Not including Secret Service protection, each ex-president gets more than $500,000 per year in benefits.

So what was one of the first things Ronald Reagan did after leaving office?

He went to Japan and gave two speeches for $2 million. (He knew his popularity would not last forever, however. And now he struggles along on $60,000 per speech.)

Gerald Ford gets both a presidential and a congressional pension (as does George Bush), yet he became famous for charging for speeches after leaving office, even those he made in support of fellow Republicans. Ford also serves on corporate boards that pay him hefty fees to nod his head and pose for pictures in the annual report.

And George Bush has not been as quiet as you think since leaving office. Last September he spoke to Amway distributors in Atlanta for a cool $100,000. (I hope he told them to make the soap suds more soapy and less sudsy.)

But what has Jimmy Carter been doing since he left office? What is the public image of him?

He's the guy up on the ladder, nailing a house together for Habitat for Humanity, which provides shelter for the poor.
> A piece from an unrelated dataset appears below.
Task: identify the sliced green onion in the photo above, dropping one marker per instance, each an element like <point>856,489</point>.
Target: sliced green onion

And, in his spare time, he negotiated an end to the North Korea nuclear crisis in June, and now he has negotiated the removal of the Haitian military regime from office.

So you can see why the Republicans are so angry. Their ex-presidents are chasing dollars while the Democrats' ex-president is pursuing peace.

And the Republican leadership does not like it one bit.

"Occupation is better than invasion, but it is still a bad policy," grumped House Minority Whip Newt Gingrich.

"If you were opposed to the invasion, I don't know how you can support the occupation," growled Senate Minority Leader Bob Dole.

And just about every critic is pointing out that this isn't much of a settlement, since Lt. Gen. Raoul Cedras, the military dictator, is still in Haiti.

But it seems to me that George Bush sent 500,000 American troops to the Persian Gulf, suffered 148 American deaths, and spent around $7 billion and Saddam Hussein is still in Iraq and in power.

At least the way President Clinton has worked it out, Cedras is no longer going to be in power even if he does hang around Haiti. Besides, with 15,000 American troops on the ground, we can probably scoop up Cedras any time we want and deposit him anywhere we want.

Others complain America will get "bogged down" in Haiti. But we didn't get bogged down in Grenada (19 American dead) or in Panama (23 American dead), invasions ordered by Republican presidents.

One oft-heard complaint, however, is the most curious of all: Going into Haiti did not have the support of the American people, and Bill Clinton did it just to boost his popularity.

But how can both be true? If the American people don't support sending troops to Haiti, how does Bill Clinton get more popular by doing so?

Besides, it must be clear to Bill Clinton that popularity based on military action does not last long.

George Bush was very popular after Operation Desert Storm. And where did that get him come election time?

No, I don't think Clinton was motivated by politics. I think he felt that trying to establish democracy in Haiti was worth the risk and that the recent agreement, as flawed as it might be, is going to lead to the loss of far fewer lives on both sides.

As for Jimmy Carter, well, if he doesn't get the Nobel Peace Prize this year, then the thing is rigged.